Jack The Stripper
A Scandalous Death?
When the body of 30-year-old Hannah Tailford was found by rowers on the Thames shore near Hammersmith Bridge on February 2, 1964, the similarities to Rees and Figg's corpses were uncanny. Naked apart from a pair of stockings, she had also been strangled, several teeth were missing, and her semen-stained underwear had been stuffed in her mouth.
It was an ugly end to a life that had seen precious little beauty.
Born to a mining family in the Northeast of England, Hannah was excluded from several schools as a child due to disruptive behavior. As a teenager she ran away to London, where she was soon "on the game", gaining convictions for soliciting and theft into the bargain. She became so desperate that on one occasion she even placed a classified ad in her local newspaper, offering her unborn baby for sale to the highest bidder.
The last confirmed sighting of Tailford was on January 24, and pathologists estimated that she could have been in the water for a week or more. As with Rees, there were several lines of enquiry that appeared to present themselves.
Tailford was said to have connections in a murky world of underground sex parties and "stag films" She frequented a coffee stall near Trafalgar Square where she was known to have been offered money to have sex on camera. One individual connected to these activities committed suicide a few days before Hannah Tailford was found.
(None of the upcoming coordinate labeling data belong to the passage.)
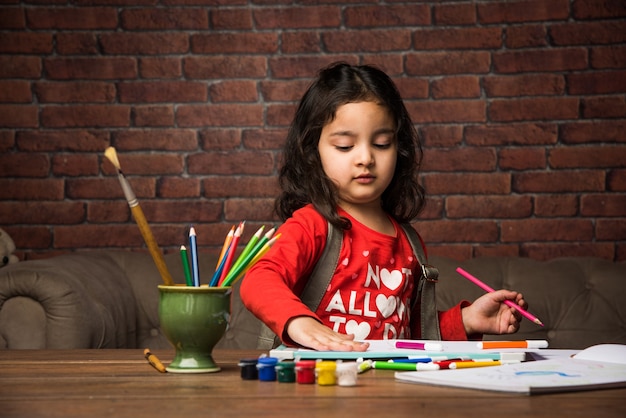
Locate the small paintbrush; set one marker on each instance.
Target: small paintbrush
(140, 219)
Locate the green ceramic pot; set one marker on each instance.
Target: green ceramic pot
(194, 319)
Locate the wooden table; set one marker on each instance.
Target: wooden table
(120, 383)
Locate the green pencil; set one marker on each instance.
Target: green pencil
(248, 248)
(185, 260)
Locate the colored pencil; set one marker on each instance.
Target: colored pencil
(230, 256)
(247, 249)
(507, 302)
(193, 246)
(227, 241)
(266, 247)
(185, 261)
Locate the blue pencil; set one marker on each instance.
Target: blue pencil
(216, 276)
(193, 246)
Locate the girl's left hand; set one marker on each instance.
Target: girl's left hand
(489, 315)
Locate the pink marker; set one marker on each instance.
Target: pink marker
(414, 345)
(506, 302)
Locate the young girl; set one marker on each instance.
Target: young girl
(351, 158)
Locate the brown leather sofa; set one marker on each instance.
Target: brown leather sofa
(110, 300)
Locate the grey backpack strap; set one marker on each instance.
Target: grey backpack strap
(425, 288)
(316, 286)
(324, 269)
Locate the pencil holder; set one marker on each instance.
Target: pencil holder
(193, 319)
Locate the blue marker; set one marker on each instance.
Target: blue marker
(418, 359)
(193, 246)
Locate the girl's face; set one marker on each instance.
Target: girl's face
(358, 150)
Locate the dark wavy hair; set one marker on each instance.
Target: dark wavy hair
(302, 179)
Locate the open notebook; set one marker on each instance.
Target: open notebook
(598, 367)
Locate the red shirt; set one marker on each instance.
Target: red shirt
(369, 293)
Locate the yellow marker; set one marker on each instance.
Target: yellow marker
(154, 361)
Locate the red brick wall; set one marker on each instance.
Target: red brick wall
(521, 106)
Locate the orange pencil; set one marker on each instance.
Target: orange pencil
(230, 257)
(227, 241)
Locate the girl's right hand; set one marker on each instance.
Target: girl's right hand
(309, 333)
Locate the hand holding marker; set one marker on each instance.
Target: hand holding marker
(506, 302)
In his book on the case, Found Naked And Dead, Brian McConnell reports that Tailford told friends of being paid to participate in bizarre orgies at the homes of aristocrats. Such stories tallied with the lurid tales of high society sex parties revealed during the Profumo Scandal of 1963, in which a British government minister's affair with a call girl was exposed.
Tailford told a friend she had attended an orgy at the home of a French diplomat named Andre, and on another occasion had been paid £25 (roughly $45) and taken by a limousine to a house where a man in a gorilla costume had sex with her while a crowd of upper-crust revellers cheered him on.
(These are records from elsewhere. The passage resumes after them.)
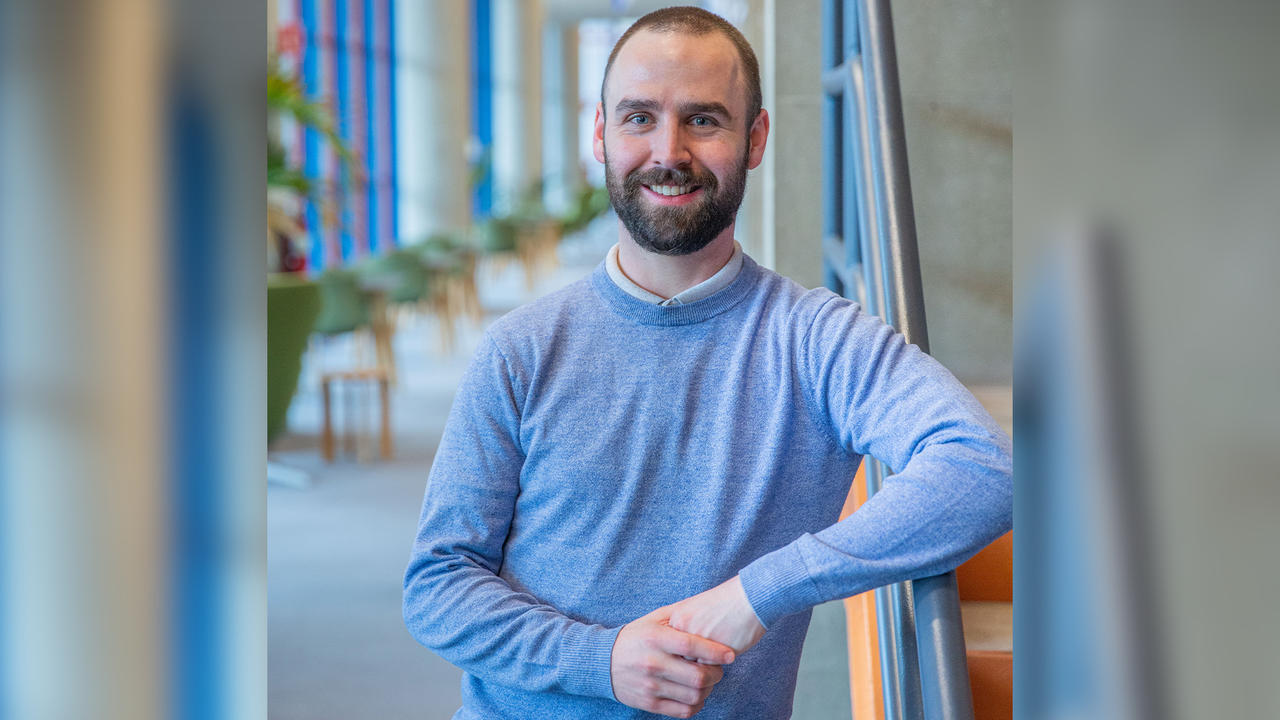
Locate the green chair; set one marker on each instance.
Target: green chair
(292, 306)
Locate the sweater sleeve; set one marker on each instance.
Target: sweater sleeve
(952, 490)
(455, 601)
Could Tailford have been silenced by someone with connections to this sleazy world? Tempting though the theory may have been, it seemed unlikely. Nevertheless, during the investigation police interviewed hundreds of people who they knew to have consorted with prostitutes, among them an international soccer player, and several clergymen.
Yet the possibility that Tailford had fallen victim to a "maniac," as the newspapers put it, was shortly to become even more terrifyingly plausible.